Agapanthus in full bloom are a sign that summer is not far away. Their beautiful colours and shiny green leaves look spectacular in borders and will often be seen along fence-lines, garden beds and bordering drive-ways.
They come in a range of colours including the most commonly seen; purple and a range of pinks and white. They are also available in a range of sizes which you need to take into account when selecting the variety that is most suited to your needs.
How to Plant and Grow Agapanthus
You do need to ensure that you give your agapanthus space. They will form clumps that can be up to a metre across, and you will need to ensure that you thin them out from time to time - if you don't, flowering can be impeded. For the best growing results, follow these planting and growing tips:
- They transplant well. So when you thin agapanthus out, use the plants to create new gardens, or share them with friends.
- Plant agapanthus about 50cm - 60cm apart and about 2.5cm deep. Don't be tempted to crowd them; you will be rewarded for this over the next few years.
- Early spring is the best time to plant - this enables them to provide you with a beautiful showing of flowers in summer.
- If you live in a cool climate; a full sun position is best. In hotter climates, position them in semi-shade.
- The soil needs to be well-drained with plenty of organic matter dug throughout. You will probably not need to fertilise, but if you do, only fertilise lightly.
Looking After Your Agapanthus
Agapanthus are very "hardy"plants, but following these tips will help:
- When newly planted, water regularly and fertilise occasionally (not too much) with seaweed liquid fertiliser. A treatment with Sulphate of Potash mid Spring will help reward you with beautiful flowers a little later.

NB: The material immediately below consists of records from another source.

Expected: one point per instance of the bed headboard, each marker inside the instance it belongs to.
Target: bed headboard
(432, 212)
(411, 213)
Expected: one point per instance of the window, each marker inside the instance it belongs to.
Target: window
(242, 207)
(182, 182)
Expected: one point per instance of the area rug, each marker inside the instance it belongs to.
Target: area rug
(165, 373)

- After the first flowering, water much less - depending on your climate, you may even not need to water them at all.
- Agapanthus spreading can be a real environmental problem, so prune any spent flower heads. Doing this will also look much better as well.
- Agapanthus rarely affected by pests, but as a part of normal garden maintenance, check them regularly and treat pests/diseases when necessary.
- Divide root clumps every two to three years in early spring, after the plants have flowered.
Agapanthus as Weeds
In some areas, agapanthus are considered noxious weeds. The reason for this is because their seeds spread very easily and invade areas where they are not wanted. They can then be very difficult to remove. Therefore, it is very important that spent flowers are removed and not allowed to form seeds.